THEY WERE HUNGRY: And volunteers fed them. This particular meal was served outside City Hall in one of the periodic protests of city efforts to force homeless programs out of downtown.

A plan to establish a volunteer effort to feed homeless in the far southeastern corner of the city, well removed from downtown, has fallen apart as was inevitable.

Chelsea Boozer’s article in the Arkansas Democrat-Gazette reports that after many meetings and much discussion a conclusion was reached by an ad hoc committee that comprehensive services, not meals, were the great need for the homeless. Meals are being provided elsewhere and little interest was shown in relocating them to a tent on the edge of town.

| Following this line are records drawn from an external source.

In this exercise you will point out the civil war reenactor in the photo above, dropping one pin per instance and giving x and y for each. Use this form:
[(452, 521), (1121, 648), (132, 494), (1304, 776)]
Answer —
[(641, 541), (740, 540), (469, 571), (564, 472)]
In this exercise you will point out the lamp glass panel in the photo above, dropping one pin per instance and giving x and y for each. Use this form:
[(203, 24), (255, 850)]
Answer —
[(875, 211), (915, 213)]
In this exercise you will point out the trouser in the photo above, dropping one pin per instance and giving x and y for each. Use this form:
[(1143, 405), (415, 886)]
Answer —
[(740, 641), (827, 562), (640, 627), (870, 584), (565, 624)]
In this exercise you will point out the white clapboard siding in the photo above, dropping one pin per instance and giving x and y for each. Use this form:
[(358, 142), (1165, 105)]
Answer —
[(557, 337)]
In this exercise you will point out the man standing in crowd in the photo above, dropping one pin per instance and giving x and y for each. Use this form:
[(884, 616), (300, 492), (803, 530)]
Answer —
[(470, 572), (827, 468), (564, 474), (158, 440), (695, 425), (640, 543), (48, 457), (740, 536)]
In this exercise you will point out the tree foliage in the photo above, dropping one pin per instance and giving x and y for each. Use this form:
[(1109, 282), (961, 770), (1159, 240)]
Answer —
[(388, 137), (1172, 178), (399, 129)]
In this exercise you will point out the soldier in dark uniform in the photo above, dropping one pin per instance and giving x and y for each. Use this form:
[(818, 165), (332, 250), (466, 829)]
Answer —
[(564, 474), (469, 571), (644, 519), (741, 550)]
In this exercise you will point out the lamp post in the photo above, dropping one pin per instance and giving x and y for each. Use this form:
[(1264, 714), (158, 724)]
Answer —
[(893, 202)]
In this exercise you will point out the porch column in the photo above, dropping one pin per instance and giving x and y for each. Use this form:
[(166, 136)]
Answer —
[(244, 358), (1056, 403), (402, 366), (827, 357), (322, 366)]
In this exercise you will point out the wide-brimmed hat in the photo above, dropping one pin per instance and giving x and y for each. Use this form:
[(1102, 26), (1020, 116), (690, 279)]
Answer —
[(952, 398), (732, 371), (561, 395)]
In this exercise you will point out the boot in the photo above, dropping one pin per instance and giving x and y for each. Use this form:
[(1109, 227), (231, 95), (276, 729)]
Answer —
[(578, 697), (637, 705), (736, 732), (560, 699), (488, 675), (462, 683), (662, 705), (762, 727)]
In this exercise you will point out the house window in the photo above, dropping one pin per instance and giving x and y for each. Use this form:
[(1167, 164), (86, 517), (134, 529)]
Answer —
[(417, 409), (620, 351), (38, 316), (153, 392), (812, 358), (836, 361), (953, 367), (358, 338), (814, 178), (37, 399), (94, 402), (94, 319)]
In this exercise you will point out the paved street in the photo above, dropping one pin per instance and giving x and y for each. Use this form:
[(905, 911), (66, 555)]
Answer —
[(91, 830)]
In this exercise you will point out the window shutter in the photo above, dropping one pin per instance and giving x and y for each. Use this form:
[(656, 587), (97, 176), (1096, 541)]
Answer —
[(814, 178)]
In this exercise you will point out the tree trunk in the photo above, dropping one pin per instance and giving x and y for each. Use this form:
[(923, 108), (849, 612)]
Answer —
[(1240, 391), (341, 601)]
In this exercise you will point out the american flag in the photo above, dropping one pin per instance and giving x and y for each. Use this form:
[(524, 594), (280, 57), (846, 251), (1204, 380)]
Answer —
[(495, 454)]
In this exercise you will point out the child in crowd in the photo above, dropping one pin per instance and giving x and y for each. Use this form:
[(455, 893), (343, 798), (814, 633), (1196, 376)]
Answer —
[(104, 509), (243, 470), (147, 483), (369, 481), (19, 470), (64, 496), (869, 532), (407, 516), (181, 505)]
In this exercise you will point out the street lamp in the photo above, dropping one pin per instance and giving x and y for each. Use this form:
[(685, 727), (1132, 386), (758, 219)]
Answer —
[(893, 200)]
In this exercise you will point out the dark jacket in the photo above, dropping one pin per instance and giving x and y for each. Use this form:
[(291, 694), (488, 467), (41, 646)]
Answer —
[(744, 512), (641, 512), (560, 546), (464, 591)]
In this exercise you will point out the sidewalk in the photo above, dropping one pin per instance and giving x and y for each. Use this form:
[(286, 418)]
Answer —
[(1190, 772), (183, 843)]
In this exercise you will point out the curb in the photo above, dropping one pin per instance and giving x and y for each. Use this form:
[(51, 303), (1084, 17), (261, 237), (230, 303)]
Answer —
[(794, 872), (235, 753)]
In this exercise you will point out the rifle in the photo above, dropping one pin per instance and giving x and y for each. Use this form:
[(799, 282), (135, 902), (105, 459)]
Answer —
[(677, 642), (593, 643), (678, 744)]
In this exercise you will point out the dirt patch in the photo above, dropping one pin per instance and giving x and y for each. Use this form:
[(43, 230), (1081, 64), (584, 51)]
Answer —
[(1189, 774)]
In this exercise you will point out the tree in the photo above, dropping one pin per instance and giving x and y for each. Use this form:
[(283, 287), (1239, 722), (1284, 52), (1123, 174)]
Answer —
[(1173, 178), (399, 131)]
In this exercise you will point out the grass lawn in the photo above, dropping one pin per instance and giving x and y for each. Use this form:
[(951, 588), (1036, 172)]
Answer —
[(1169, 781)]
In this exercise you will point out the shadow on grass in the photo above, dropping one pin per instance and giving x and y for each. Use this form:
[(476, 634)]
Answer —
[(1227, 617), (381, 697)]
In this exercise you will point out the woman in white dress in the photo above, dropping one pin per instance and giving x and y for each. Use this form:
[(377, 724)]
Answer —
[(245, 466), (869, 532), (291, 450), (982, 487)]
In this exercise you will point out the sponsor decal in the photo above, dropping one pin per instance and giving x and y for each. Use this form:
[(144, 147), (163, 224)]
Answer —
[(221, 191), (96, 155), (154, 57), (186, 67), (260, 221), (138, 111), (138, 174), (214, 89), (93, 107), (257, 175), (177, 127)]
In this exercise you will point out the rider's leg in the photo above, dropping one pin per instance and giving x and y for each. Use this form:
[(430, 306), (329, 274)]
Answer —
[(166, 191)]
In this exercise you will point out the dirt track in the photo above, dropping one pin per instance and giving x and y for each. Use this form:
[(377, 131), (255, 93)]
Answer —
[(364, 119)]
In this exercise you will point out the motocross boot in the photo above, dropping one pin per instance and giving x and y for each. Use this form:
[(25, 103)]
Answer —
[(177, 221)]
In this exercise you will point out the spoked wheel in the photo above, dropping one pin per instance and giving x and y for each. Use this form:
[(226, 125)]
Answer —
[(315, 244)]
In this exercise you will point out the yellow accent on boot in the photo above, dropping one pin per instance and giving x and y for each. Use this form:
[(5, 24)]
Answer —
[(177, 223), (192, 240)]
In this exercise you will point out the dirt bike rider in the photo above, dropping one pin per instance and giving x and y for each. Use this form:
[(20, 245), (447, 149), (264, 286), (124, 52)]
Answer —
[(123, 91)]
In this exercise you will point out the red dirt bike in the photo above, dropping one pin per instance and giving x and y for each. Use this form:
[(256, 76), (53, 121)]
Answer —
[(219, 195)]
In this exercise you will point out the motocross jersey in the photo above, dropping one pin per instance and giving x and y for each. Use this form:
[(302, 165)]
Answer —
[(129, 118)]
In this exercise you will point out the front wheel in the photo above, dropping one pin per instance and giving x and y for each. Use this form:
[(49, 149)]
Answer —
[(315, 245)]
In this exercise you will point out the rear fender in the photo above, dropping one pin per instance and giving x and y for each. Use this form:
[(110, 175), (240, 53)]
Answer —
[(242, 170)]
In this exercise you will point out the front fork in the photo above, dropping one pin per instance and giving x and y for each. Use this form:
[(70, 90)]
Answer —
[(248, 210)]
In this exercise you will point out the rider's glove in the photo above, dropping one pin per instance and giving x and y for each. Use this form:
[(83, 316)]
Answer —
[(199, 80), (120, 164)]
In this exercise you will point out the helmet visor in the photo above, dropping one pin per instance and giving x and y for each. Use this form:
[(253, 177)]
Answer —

This well-intentioned committee was a product of the city’s ill-intentioned effort to make city parks off-limits to feeding programs for the homeless, particularly periodic meals under the Broadway Bridge.

Best quote in story was from the city hall bureaucrat in charge of homeless matters, James Jones. He commented, after someone cited mistrust of the city over the belief that its main interest was moving homeless out of downtown, “Perception is reality.’ He could have said reality is reality.


The talk — NOW — of a central place to serve homeless is ironic in light of how many people saw the establishment of a day center way the heck out Springer (nee Confederate) Boulevard as a poorly disguised effort to get the homeless out of downtown in the first place.  Other cities have come up with comprehensive plans to meet the varied needs of the homeless and have found ways to do it where the homeless are found — not run a shuttle bus service to East Jesus.

Dark hints were dropped yesterday that the city will again try to lower the boom if good Christians insist on offering food to the hungry in a city park, particularly that “park” known as the asphalt parking lot soon to be reopened beneath the replacement Broadway Bridge. The same book that urges such deeds tells us that the needy are likely to be with us no matter what. But it’s a hard-hearted city that sets about punishing those who persist.